De l’année du synode à celle du jubilé
Propos recueillis par Nicola Gori
En 2015, la seconde étape du chemin synodal sur la famille a conclu un cycle. Quel bilan peut-on tirer de cette période ?
Pour le synode des évêques, il s’est agi d’un moment très particulier parce que nous avons initié un parcours qui est en partie différent par rapport au passé. En effet, depuis le début de son pontificat, le pape François a accordé une attention particulière à l’organisme synodal et a demandé un renouvellement. On peut dire que cela rentre dans le grand projet de réforme de la Curie romaine et des autres institutions ecclésiales que le Saint-Père est en train de mener, bien que le synode des évêques ne fasse pas partie de la Curie, à proprement parler, puisqu’il est un organisme indépendant. C’est un fruit du concile Vatican II et, à ce jour, il est devenu une présence active et efficace de conseil de la part des évêques pour aider le pape dans le gouvernement de l’Église universelle. Au cours de la dernière assemblée synodale, nous avons justement commémoré le cinquantième anniversaire de l’institution du synode, qui avait eu lieu le 15 septembre 1965 sur la volonté de Paul VI. Cette commémoration a été une occasion précieuse, qui nous a permis d’observer rétrospectivement le long chemin parcouru, initié avec beaucoup d’enthousiasme et consolidé dans le temps non sans de nombreuses modifications.

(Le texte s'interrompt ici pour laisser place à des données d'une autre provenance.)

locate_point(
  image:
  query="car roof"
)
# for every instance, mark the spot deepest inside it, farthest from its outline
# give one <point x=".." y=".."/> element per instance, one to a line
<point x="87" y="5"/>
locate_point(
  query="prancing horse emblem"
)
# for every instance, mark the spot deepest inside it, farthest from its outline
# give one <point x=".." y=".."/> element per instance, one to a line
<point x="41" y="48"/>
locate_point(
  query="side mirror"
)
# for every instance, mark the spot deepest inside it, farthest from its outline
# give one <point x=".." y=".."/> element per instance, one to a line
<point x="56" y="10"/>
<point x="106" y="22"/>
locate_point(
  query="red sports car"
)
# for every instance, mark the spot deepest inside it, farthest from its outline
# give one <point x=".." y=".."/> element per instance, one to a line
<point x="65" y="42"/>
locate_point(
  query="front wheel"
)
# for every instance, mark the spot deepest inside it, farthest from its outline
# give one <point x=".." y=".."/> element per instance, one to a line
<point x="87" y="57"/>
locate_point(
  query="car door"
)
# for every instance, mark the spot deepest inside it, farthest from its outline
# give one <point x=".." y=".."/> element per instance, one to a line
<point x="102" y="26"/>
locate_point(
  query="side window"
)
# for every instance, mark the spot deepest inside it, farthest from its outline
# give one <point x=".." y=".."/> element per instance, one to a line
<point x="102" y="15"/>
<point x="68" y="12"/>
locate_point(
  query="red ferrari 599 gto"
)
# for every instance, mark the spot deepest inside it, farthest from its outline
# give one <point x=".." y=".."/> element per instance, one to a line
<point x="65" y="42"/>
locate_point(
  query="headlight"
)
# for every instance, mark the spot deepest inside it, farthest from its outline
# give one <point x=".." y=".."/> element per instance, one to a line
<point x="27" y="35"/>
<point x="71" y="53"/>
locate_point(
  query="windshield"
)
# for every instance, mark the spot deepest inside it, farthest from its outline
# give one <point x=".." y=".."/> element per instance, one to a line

Aujourd’hui, nous nous trouvons devant un organisme très important pour la vie de l’Église mais qui a en même temps besoin d’être revu. Dans une interview au début de son pontificat, le pape François a parlé du synode comme d’un organisme un peu statique, c’est-à-dire qui manque de dynamisme. Je crois que la commémoration elle-même a mis tout cela en évidence à travers les interventions des rapporteurs et surtout le grand discours du Saint-Père, que l’on peut considérer comme l’un des plus incisifs de son pontificat.
Comment les indications contenues dans ce discours peuvent-elles être reçues ?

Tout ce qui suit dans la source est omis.